Disclaimer 1: This is the third instalment in the How Not to Build a Music Discovery App series, based on our paper titled Bit of This, Bit Of That: Revisiting Search and Discovery. In Part 1, we present the initial monolithic version, and in Part 2, we discuss the transition to a microservice-based architecture.
Disclaimer 2: The design choices mentioned in this article are made with a low-cost setup in mind. As a result, some of the design choices may not be the most straightforward.
Brief Summary
Genre-fluid music is any musical item (song or a playlist) which contains more than a single genre. Think Stressed Out by Twenty-One Pilots. Or Peaches En Regalia by Frank Zappa. Genre-fluid music has been gaining popularity over the last few decades. However, the search interfaces in music apps like Spotify and Apple Music are still designed for single-genre searches. Our paper proposes a platform to discover gene-fluid music through a combination of expressive search and user experience created around the core idea of genre-fluid search.

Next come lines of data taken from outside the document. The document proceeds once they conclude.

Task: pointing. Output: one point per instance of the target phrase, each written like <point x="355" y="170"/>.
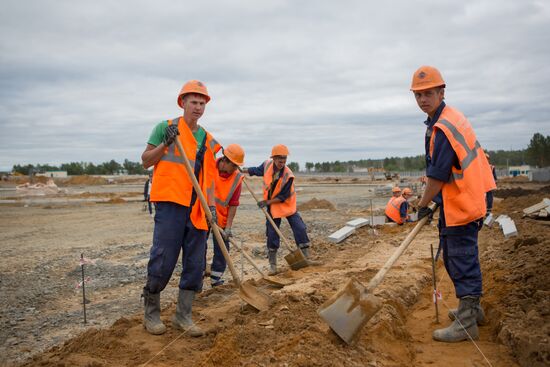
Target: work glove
<point x="214" y="215"/>
<point x="425" y="211"/>
<point x="170" y="134"/>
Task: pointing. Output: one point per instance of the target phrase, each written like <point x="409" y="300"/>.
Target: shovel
<point x="295" y="258"/>
<point x="247" y="292"/>
<point x="353" y="306"/>
<point x="271" y="280"/>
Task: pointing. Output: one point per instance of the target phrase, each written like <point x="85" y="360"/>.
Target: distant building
<point x="53" y="174"/>
<point x="523" y="170"/>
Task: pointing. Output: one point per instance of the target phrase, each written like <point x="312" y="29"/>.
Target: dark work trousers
<point x="218" y="261"/>
<point x="460" y="256"/>
<point x="173" y="233"/>
<point x="489" y="201"/>
<point x="298" y="227"/>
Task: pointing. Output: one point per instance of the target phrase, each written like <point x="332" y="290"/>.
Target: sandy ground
<point x="41" y="310"/>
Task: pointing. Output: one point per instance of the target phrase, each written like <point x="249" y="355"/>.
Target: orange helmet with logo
<point x="426" y="77"/>
<point x="235" y="153"/>
<point x="193" y="86"/>
<point x="279" y="149"/>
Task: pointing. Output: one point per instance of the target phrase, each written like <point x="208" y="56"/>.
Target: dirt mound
<point x="516" y="287"/>
<point x="85" y="180"/>
<point x="316" y="204"/>
<point x="518" y="191"/>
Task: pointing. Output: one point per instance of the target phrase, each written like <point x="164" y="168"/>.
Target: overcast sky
<point x="87" y="81"/>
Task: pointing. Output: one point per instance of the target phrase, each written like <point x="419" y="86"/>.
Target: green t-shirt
<point x="157" y="135"/>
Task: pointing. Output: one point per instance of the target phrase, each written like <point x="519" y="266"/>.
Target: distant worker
<point x="180" y="222"/>
<point x="458" y="178"/>
<point x="398" y="206"/>
<point x="489" y="195"/>
<point x="280" y="200"/>
<point x="228" y="191"/>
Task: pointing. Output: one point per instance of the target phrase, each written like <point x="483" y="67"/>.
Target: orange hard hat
<point x="426" y="77"/>
<point x="279" y="149"/>
<point x="235" y="153"/>
<point x="193" y="86"/>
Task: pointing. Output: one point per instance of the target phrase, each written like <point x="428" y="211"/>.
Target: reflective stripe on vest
<point x="170" y="155"/>
<point x="234" y="185"/>
<point x="464" y="193"/>
<point x="393" y="209"/>
<point x="471" y="153"/>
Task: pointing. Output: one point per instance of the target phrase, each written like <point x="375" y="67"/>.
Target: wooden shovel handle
<point x="374" y="282"/>
<point x="287" y="244"/>
<point x="247" y="256"/>
<point x="204" y="204"/>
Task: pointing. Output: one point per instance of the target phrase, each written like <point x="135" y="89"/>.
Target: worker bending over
<point x="180" y="222"/>
<point x="458" y="178"/>
<point x="279" y="197"/>
<point x="398" y="206"/>
<point x="228" y="191"/>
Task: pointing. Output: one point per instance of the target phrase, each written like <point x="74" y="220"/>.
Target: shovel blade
<point x="349" y="310"/>
<point x="276" y="282"/>
<point x="254" y="297"/>
<point x="296" y="260"/>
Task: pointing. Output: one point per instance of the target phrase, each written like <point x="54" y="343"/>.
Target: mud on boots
<point x="151" y="320"/>
<point x="182" y="320"/>
<point x="180" y="223"/>
<point x="458" y="177"/>
<point x="272" y="257"/>
<point x="464" y="326"/>
<point x="480" y="315"/>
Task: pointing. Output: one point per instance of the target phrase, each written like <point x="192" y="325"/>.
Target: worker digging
<point x="279" y="198"/>
<point x="228" y="186"/>
<point x="180" y="221"/>
<point x="458" y="177"/>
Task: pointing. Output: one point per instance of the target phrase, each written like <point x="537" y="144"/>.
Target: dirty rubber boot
<point x="480" y="315"/>
<point x="182" y="319"/>
<point x="151" y="319"/>
<point x="272" y="256"/>
<point x="305" y="251"/>
<point x="467" y="316"/>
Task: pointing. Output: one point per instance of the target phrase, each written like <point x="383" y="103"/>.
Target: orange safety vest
<point x="170" y="176"/>
<point x="392" y="209"/>
<point x="464" y="194"/>
<point x="225" y="188"/>
<point x="287" y="207"/>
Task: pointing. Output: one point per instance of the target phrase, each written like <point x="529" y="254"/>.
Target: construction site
<point x="66" y="234"/>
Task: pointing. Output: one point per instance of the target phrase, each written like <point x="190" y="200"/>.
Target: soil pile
<point x="316" y="204"/>
<point x="516" y="287"/>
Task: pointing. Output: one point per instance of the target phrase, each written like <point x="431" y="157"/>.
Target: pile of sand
<point x="85" y="180"/>
<point x="316" y="204"/>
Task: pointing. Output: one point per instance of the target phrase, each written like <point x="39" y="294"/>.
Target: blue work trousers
<point x="460" y="256"/>
<point x="174" y="232"/>
<point x="298" y="227"/>
<point x="218" y="261"/>
<point x="489" y="201"/>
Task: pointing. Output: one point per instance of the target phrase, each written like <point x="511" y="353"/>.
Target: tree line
<point x="85" y="168"/>
<point x="536" y="154"/>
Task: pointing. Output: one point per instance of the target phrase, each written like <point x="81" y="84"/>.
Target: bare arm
<point x="152" y="154"/>
<point x="432" y="188"/>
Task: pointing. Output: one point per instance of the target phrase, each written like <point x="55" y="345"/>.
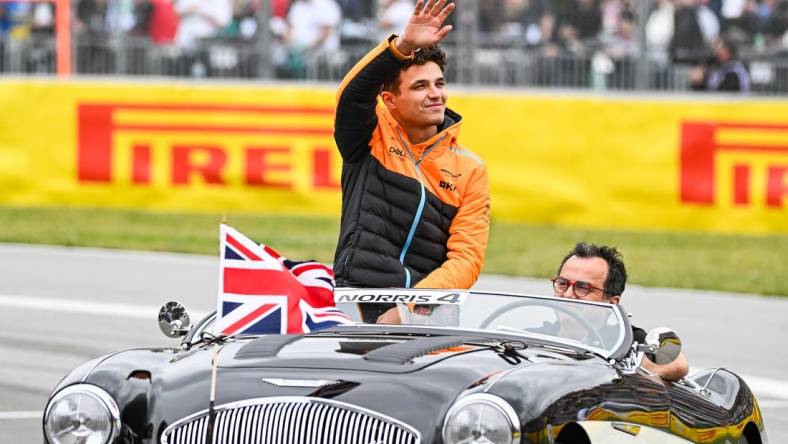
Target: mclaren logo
<point x="450" y="174"/>
<point x="448" y="185"/>
<point x="399" y="152"/>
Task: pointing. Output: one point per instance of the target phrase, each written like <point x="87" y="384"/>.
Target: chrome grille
<point x="291" y="420"/>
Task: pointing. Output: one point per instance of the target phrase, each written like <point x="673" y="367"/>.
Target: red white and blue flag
<point x="260" y="292"/>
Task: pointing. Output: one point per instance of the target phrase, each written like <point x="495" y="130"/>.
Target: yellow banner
<point x="587" y="161"/>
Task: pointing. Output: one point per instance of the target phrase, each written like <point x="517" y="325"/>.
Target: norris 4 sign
<point x="586" y="161"/>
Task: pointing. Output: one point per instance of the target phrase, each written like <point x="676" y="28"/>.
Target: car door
<point x="702" y="416"/>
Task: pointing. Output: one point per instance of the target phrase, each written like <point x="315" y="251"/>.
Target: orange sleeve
<point x="468" y="236"/>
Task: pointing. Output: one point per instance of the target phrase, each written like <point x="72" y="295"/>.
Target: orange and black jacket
<point x="412" y="214"/>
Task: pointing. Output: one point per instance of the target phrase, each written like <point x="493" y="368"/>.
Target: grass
<point x="748" y="264"/>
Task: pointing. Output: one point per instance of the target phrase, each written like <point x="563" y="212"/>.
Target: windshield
<point x="596" y="326"/>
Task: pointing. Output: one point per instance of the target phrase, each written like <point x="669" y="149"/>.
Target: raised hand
<point x="425" y="27"/>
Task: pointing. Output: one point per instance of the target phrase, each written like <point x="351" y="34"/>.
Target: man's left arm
<point x="468" y="236"/>
<point x="669" y="372"/>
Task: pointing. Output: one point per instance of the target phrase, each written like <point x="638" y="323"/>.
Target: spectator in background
<point x="688" y="44"/>
<point x="157" y="20"/>
<point x="312" y="30"/>
<point x="15" y="20"/>
<point x="659" y="27"/>
<point x="393" y="16"/>
<point x="200" y="19"/>
<point x="726" y="73"/>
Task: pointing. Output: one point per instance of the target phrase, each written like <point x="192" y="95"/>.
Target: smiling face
<point x="592" y="270"/>
<point x="419" y="103"/>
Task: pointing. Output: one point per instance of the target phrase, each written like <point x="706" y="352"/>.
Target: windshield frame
<point x="617" y="352"/>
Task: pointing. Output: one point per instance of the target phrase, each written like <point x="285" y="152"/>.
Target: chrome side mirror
<point x="663" y="344"/>
<point x="173" y="319"/>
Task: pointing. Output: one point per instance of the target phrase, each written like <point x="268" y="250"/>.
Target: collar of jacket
<point x="451" y="126"/>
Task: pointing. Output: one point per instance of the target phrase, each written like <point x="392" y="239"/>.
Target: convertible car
<point x="462" y="367"/>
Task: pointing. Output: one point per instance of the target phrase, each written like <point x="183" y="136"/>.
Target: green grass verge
<point x="749" y="264"/>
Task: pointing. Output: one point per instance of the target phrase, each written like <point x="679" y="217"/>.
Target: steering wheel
<point x="593" y="334"/>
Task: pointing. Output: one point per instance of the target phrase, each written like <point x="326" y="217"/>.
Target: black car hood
<point x="414" y="380"/>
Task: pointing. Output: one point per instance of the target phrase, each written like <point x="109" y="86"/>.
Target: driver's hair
<point x="616" y="271"/>
<point x="431" y="54"/>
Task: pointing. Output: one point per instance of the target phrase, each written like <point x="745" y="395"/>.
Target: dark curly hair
<point x="616" y="278"/>
<point x="431" y="54"/>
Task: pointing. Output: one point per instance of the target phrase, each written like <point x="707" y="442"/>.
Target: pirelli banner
<point x="708" y="164"/>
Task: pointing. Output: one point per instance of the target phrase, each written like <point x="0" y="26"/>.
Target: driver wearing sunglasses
<point x="597" y="273"/>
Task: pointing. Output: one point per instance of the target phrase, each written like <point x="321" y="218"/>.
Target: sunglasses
<point x="582" y="288"/>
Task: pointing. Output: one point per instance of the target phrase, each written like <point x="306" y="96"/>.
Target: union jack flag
<point x="261" y="292"/>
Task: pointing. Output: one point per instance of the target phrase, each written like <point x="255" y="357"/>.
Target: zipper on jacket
<point x="422" y="200"/>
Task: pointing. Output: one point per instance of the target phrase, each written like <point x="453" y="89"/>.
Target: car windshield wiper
<point x="573" y="346"/>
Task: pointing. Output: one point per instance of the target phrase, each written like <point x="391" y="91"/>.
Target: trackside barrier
<point x="674" y="163"/>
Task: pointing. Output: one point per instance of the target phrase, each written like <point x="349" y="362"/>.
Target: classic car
<point x="462" y="367"/>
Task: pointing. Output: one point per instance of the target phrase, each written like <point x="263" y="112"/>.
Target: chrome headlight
<point x="481" y="418"/>
<point x="81" y="414"/>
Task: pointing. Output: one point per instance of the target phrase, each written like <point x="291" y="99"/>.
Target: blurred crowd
<point x="604" y="32"/>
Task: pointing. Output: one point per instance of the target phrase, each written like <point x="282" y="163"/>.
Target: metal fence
<point x="480" y="63"/>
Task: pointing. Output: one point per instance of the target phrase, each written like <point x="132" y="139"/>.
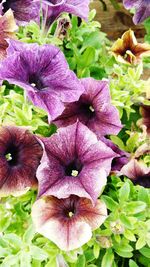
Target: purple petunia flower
<point x="57" y="7"/>
<point x="24" y="10"/>
<point x="93" y="109"/>
<point x="74" y="162"/>
<point x="20" y="155"/>
<point x="68" y="222"/>
<point x="138" y="172"/>
<point x="142" y="9"/>
<point x="44" y="73"/>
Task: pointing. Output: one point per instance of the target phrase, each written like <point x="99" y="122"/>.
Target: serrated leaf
<point x="141" y="242"/>
<point x="108" y="258"/>
<point x="132" y="263"/>
<point x="145" y="252"/>
<point x="110" y="203"/>
<point x="124" y="192"/>
<point x="81" y="261"/>
<point x="38" y="253"/>
<point x="135" y="207"/>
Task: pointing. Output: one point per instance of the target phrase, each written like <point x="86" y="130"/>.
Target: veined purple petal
<point x="74" y="162"/>
<point x="20" y="155"/>
<point x="68" y="222"/>
<point x="93" y="109"/>
<point x="142" y="9"/>
<point x="44" y="73"/>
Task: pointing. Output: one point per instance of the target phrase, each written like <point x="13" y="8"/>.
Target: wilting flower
<point x="138" y="172"/>
<point x="127" y="50"/>
<point x="44" y="73"/>
<point x="7" y="30"/>
<point x="145" y="112"/>
<point x="68" y="222"/>
<point x="74" y="162"/>
<point x="20" y="155"/>
<point x="93" y="109"/>
<point x="122" y="157"/>
<point x="142" y="9"/>
<point x="23" y="10"/>
<point x="57" y="7"/>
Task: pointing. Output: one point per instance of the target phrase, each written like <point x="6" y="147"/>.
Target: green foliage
<point x="124" y="238"/>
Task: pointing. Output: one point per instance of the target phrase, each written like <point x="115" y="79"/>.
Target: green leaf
<point x="38" y="253"/>
<point x="25" y="259"/>
<point x="145" y="252"/>
<point x="132" y="263"/>
<point x="110" y="203"/>
<point x="108" y="259"/>
<point x="126" y="221"/>
<point x="135" y="207"/>
<point x="129" y="235"/>
<point x="96" y="250"/>
<point x="29" y="234"/>
<point x="124" y="192"/>
<point x="141" y="242"/>
<point x="117" y="141"/>
<point x="81" y="261"/>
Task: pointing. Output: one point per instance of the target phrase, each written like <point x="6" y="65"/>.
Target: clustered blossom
<point x="127" y="50"/>
<point x="20" y="155"/>
<point x="7" y="30"/>
<point x="69" y="168"/>
<point x="142" y="9"/>
<point x="44" y="73"/>
<point x="74" y="162"/>
<point x="94" y="109"/>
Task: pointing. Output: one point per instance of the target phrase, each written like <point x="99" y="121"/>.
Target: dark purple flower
<point x="24" y="10"/>
<point x="138" y="172"/>
<point x="122" y="157"/>
<point x="93" y="109"/>
<point x="57" y="7"/>
<point x="68" y="222"/>
<point x="142" y="9"/>
<point x="44" y="73"/>
<point x="74" y="162"/>
<point x="20" y="155"/>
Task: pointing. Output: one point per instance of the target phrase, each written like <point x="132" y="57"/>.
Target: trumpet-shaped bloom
<point x="127" y="50"/>
<point x="142" y="9"/>
<point x="23" y="10"/>
<point x="68" y="222"/>
<point x="74" y="162"/>
<point x="20" y="155"/>
<point x="93" y="109"/>
<point x="7" y="30"/>
<point x="57" y="7"/>
<point x="138" y="172"/>
<point x="44" y="73"/>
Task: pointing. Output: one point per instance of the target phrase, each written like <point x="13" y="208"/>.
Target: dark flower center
<point x="88" y="110"/>
<point x="55" y="2"/>
<point x="12" y="155"/>
<point x="36" y="82"/>
<point x="73" y="169"/>
<point x="6" y="5"/>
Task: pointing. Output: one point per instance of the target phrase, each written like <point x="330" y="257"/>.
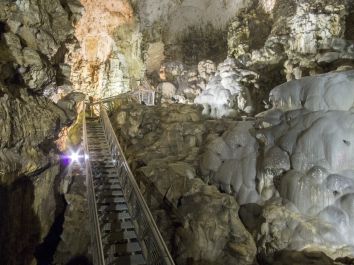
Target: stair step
<point x="108" y="186"/>
<point x="109" y="201"/>
<point x="112" y="207"/>
<point x="108" y="193"/>
<point x="109" y="217"/>
<point x="124" y="249"/>
<point x="105" y="182"/>
<point x="118" y="237"/>
<point x="129" y="259"/>
<point x="109" y="226"/>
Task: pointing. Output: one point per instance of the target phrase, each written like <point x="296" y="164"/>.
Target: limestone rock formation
<point x="229" y="161"/>
<point x="310" y="146"/>
<point x="292" y="38"/>
<point x="228" y="92"/>
<point x="162" y="145"/>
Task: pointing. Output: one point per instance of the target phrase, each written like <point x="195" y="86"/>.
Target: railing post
<point x="146" y="228"/>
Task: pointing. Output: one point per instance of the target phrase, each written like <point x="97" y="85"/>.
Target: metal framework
<point x="152" y="244"/>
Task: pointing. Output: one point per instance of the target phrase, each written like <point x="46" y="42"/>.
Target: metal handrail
<point x="97" y="247"/>
<point x="152" y="243"/>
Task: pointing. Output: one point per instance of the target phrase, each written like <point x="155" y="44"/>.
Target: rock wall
<point x="162" y="144"/>
<point x="297" y="38"/>
<point x="108" y="60"/>
<point x="34" y="40"/>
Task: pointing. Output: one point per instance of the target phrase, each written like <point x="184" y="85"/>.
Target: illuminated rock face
<point x="314" y="132"/>
<point x="226" y="95"/>
<point x="110" y="49"/>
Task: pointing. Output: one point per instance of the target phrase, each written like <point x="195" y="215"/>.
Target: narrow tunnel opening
<point x="45" y="251"/>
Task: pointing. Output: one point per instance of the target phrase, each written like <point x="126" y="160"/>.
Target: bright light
<point x="74" y="156"/>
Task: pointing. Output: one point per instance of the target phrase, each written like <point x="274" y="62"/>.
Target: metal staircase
<point x="123" y="230"/>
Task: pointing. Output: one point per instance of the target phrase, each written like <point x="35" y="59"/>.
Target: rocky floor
<point x="201" y="223"/>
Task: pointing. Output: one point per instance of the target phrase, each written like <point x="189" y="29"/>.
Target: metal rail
<point x="96" y="242"/>
<point x="153" y="245"/>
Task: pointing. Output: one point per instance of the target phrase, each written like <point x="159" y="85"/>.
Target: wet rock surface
<point x="162" y="145"/>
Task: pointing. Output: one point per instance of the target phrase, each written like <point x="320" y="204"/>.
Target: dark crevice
<point x="44" y="253"/>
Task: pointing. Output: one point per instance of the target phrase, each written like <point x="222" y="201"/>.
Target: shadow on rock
<point x="19" y="225"/>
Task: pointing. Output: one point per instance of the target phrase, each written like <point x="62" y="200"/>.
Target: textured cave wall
<point x="188" y="31"/>
<point x="108" y="58"/>
<point x="33" y="48"/>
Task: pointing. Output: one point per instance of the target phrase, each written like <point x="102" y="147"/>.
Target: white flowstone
<point x="225" y="94"/>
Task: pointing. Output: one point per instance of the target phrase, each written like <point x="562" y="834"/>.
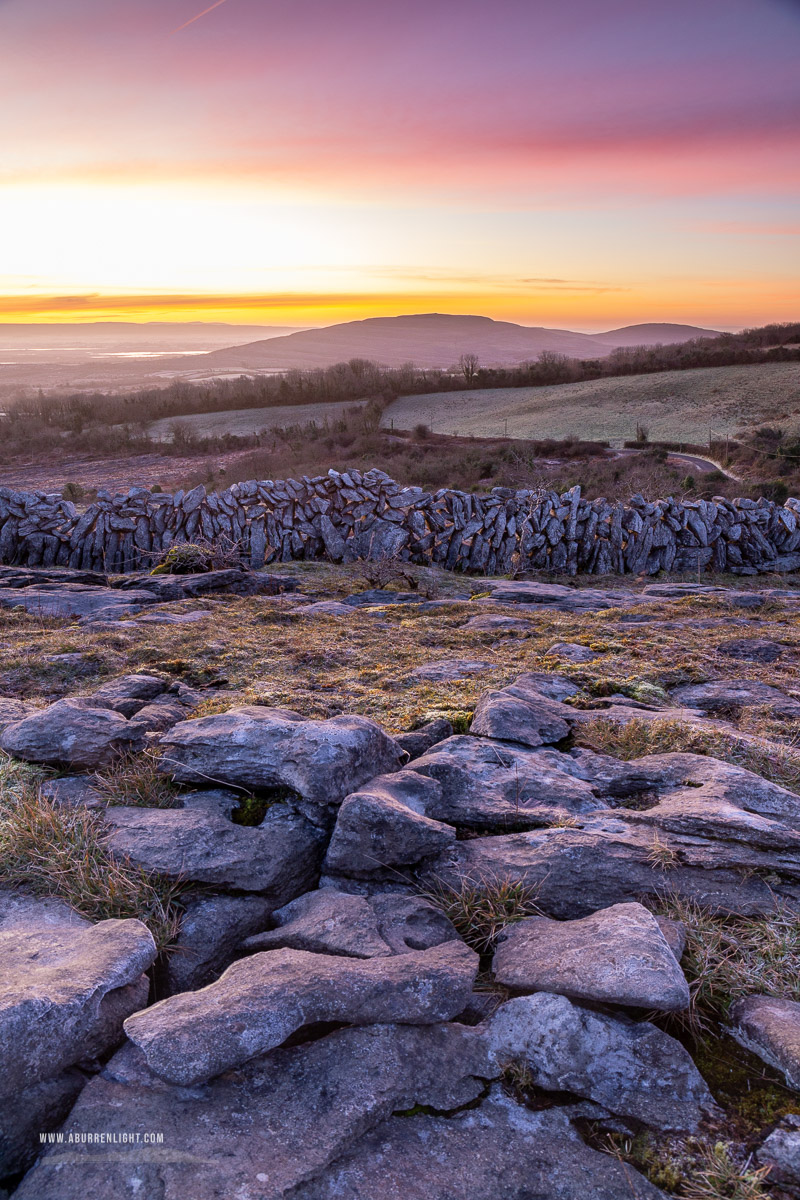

Part 1 of this series outlines the initial monolithic architecture used to build this platform. In Part 2, we break the monolith into three components: web server, discovery engine, and vector search server, using PostgreSQL for keyword search, Spotify ANNOY library for sparse genre-vector search, Gensim Word2vec for similarity-based search, and Redis as the cache storage.
Limitations
In the design version version2
, we broke the monolithic architecture into smaller components to simplify horizontal scaling. However, there were some accompanying design issues as well. These are as follows:
Too Many Search & Lookup Sources
Our search/lookup source schema looks like the following:
- PostgreSQL for full-text search
- Redis for storing cached and app data
- Spotify ANNOY data structures for sparse vector search
- Gensim library for dense vector search.
- In-memory sparse genre-vectors needed by the scoring module
That seems a bit much. Having these many search/lookup sources adds to the complexity of managing all these, such as scaling complexity and performance tuning.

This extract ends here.